L’associazione Governo del Popolo su quanto accaduto al Tribunale di Salerno

In merito ad una delle tante vicende esposte al Convegno e presentazione del libro “’Ndrangheta
Addosso” del Tenente dell’Arma dei Carabinieri, Cosimo Sframeli, organizzati da Paola Vegliantei, tenutosi il
10/06/2019 presso l’aula Protomoteca in Campidoglio a Roma, l’Associazione Governo del Popolo APS
rappresenta cosa è accaduto recentemente presso il Tribunale di Salerno con un GUP che ha cercato in tutti
i modi di rinviare a giudizio per CALUNNIA un soggetto scomodo denunciante, che da 5 anni combatte
contro il Sistema di influenze Illecite tra magistrati, giudici, servizi sociali etc…, che protegge un criminale
che vanta amicizie con i figli dell’ex Procuratore Capo di Salerno e personaggi legati al PD, ivi compreso
l’avvocato del criminale che – guarda caso – è nipote di un Onorevole.
Premesso che i magistrati e giudici, appartenenti al Tribunale di Salerno, già denunciati dall’ Associazione
Governo del Popolo APS sono arrivati a più di 40. Un pubblico ministero, già pluridenunciato, ha deciso su
falsa denuncia del criminale di far rinviare a giudizio e far condannare per calunnia l’elemento scomodo che
ha denunciato il “Sistema Salerno”, proteggendo il criminale “raccomandato”. Si erano organizzati nei
minimi particolari, sicuri che la vittima predestinata, essendo da sola e difesa da un avvocato servo e
compiacente al Sistema, nulla avrebbe fatto contro la loro “onnipotenza”. Vengono volutamente fissate
tutte le udienze in camera di consiglio, senza pubblico, senza registrare le udienze, sicuri di portare a
termine, indisturbati, il loro disegno criminale.

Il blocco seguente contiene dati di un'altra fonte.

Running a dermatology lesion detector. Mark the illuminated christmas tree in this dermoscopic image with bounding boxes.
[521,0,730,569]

Interviene nel procedimento il Presidente dell’Associazione
Governo del Popolo APS a difesa della vittima, chiedendo di partecipare come parte civile per controllare
l’iter procedurale e che tutto sia svolto a norma di legge. Contestualmente viene sostituito l’avvocato della
vittima sacrificale.
Il Gup entra in crisi, il copione salta, viene rinviata l’udienza per esprimersi sul fatto se l’associazione
potesse partecipare o meno alle udienze ed al processo per CALUNNIA, che intendevano far partire quanto
prima per far tacere chi denuncia. L’udienza, infatti, viene rinviata a pochi giorni dopo. Nel frattempo in
data 31/05/19 il Presidente dell’Associazione parla con il Procuratore Generale informandolo sui fatti,
presentando contestualmente istanza di avocazione sui procedimenti sabotati, invitandolo ad adoperarsi
con la massima urgenza vista la gravità dei fatti. Il 6 giugno il Procuratore Generale non interviene.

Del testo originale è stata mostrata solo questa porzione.